Всхлип сорвался из горла, болезненным осколком расколов тишину. Реальность хлынула обжигающей волной, затопив сознание болью и отчаянием: что же теперь? Ралина еще не сделала и первого шага, а значит, и я пленница бессилия. Осторожно ощупав пространство, поняла, что лежу на холодном, голом камне. Медленно поднявшись на четвереньки, неуверенно перебирая руками и ногами, я вновь попыталась осознать, где я? Когда голова коснулась чего-то твердого, крик боли пронзил меня, словно молния.

Переведя дух, провела рукой по гладкой поверхности. Холод камня отозвался блаженством в груди, и стон облегчения вырвался на волю. Я подползла ближе, прижалась боком к ледяной глыбе и закрыла глаза, утопая в облегчении. Слёзы бессилия хлынули из глаз, и каждая капля, падая на камень, гулко отдавалась в тишине глухим шлепком.

Камень, словно живой, впитал жар моего тела, и я, превозмогая дрожь в руках, поползла дальше. Время потеряло счёт, пока я исследовала эту каменную чашу, ставшую моей тюрьмой. Порой под ладони попадались жёсткие волосы и колкие камушки. Тогда из горла рвался стон, и я, спеша очистить израненную кожу, вновь принималась ощупывать стены.

Но силы таяли, как дым. Обессилев, я прислонилась к прохладному камню, и рыдания вырвались наружу. Одна лишь мысль терзала сознание: выбраться отсюда самой невозможно. Куда идти в этой кромешной тьме? Я понятия не имела, где нахожусь.

В воздухе, густом и жарком, отчетливо ощущался запах псины, а не едкий смрад гари. Значит, огненный ад остался позади, кто-то успел вырвать меня из его объятий. Но кто? Может быть, пожарные? Но тогда бы я сейчас лежала в больничной палате, а не томилась в этом жутком месте.
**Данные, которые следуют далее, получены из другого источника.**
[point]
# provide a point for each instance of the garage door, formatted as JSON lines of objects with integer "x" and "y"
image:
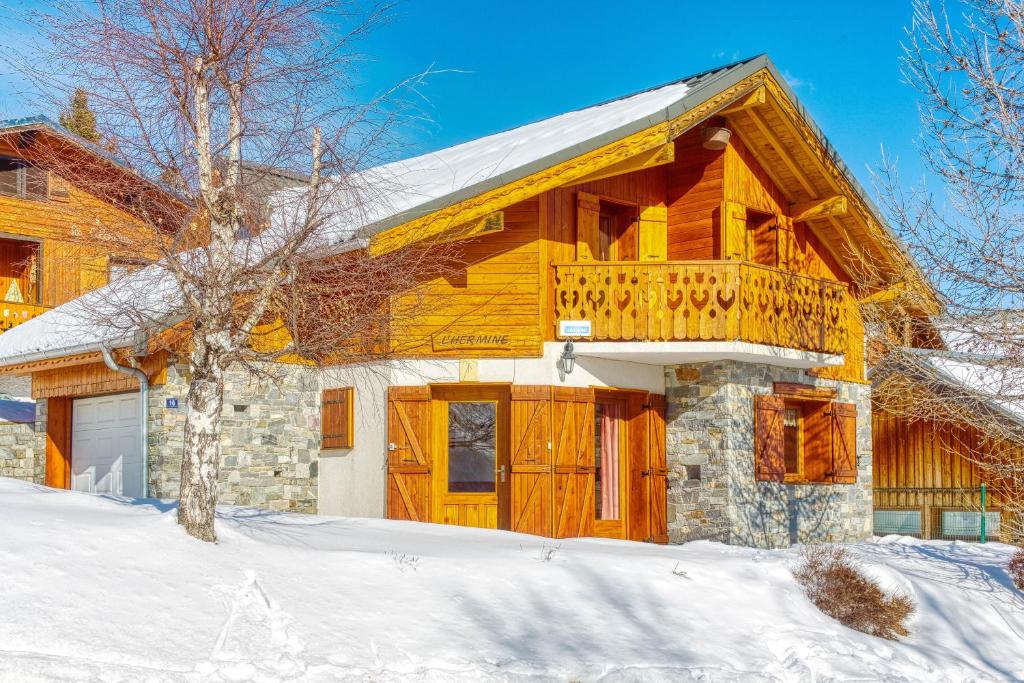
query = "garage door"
{"x": 105, "y": 457}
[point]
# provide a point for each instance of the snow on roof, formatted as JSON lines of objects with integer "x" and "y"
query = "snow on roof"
{"x": 402, "y": 190}
{"x": 114, "y": 315}
{"x": 982, "y": 378}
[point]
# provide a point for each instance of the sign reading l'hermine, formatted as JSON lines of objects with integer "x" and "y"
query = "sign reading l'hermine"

Если собрать воедино все обрывки воспоминаний и применить толику логики, выходит, что какая-то неведомая сила, возможно, в обличье собаки, вырвала меня из огня и притащила в свое логово. Но как она сама уцелела в том бушующем пламени, что навеки отпечаталось в памяти Ралины?

Как же остро не хватает знаний об этом мире, его правил, его опасностей… Впрочем, в том, что он иной, я уже не сомневалась. Сколько фэнтезийных саг про «попаданок» было зачитано до дыр! Их приключения казались такими манящими, такими невероятными, и вот, ирония судьбы, я сама оказалась заточена в чужом теле. И на этой мысли, словно в омут, сознание вновь поглотила липкая, туманная пелена небытия.

***

Не успела Гара до конца оплакать человеческое дитя погребальной песнью, как пещеру, служившую ей обителью, пронзил луч света – нежданный и чуждый. Он был подобен огненной стреле, сорвавшейся с небес. Люди называли его кометой. Но те кометы вонзались в землю с яростью, доселе невиданной, и не могли попасть в её логово.

Гончая, чуя недоброе, ощетинилась. Звериный оскал исказил ее морду, когда она, пятясь, ощутила мощь, исходящую от неведомого явления. Гара нутром понимала: ее сил не хватит, чтобы совладать с этим огненным копьем, да и сам хозяин, будь он здесь, не смог бы противостоять его испепеляющей силе.

Жаль было мёртвое человеческое дитя. От его крохотного тельца, опалённого лучом, и пепла не останется. За что такая участь выпала ему? Демоническая гончая не знала ответа, и потому её изумление достигло предела, когда в тишине раздался хриплый, просящий детский лепет.

Неведомый луч погас, и пещеру вновь окутала тьма. Не веря собственным ушам, Гара настороженно повела ими, пытаясь понять, что творится в её логове. Уловив слабое шевеление и призывный плач, она медленно приблизилась к краю каменной чаши и, замирая от изумления, стала наблюдать за копошащимся ребёнком.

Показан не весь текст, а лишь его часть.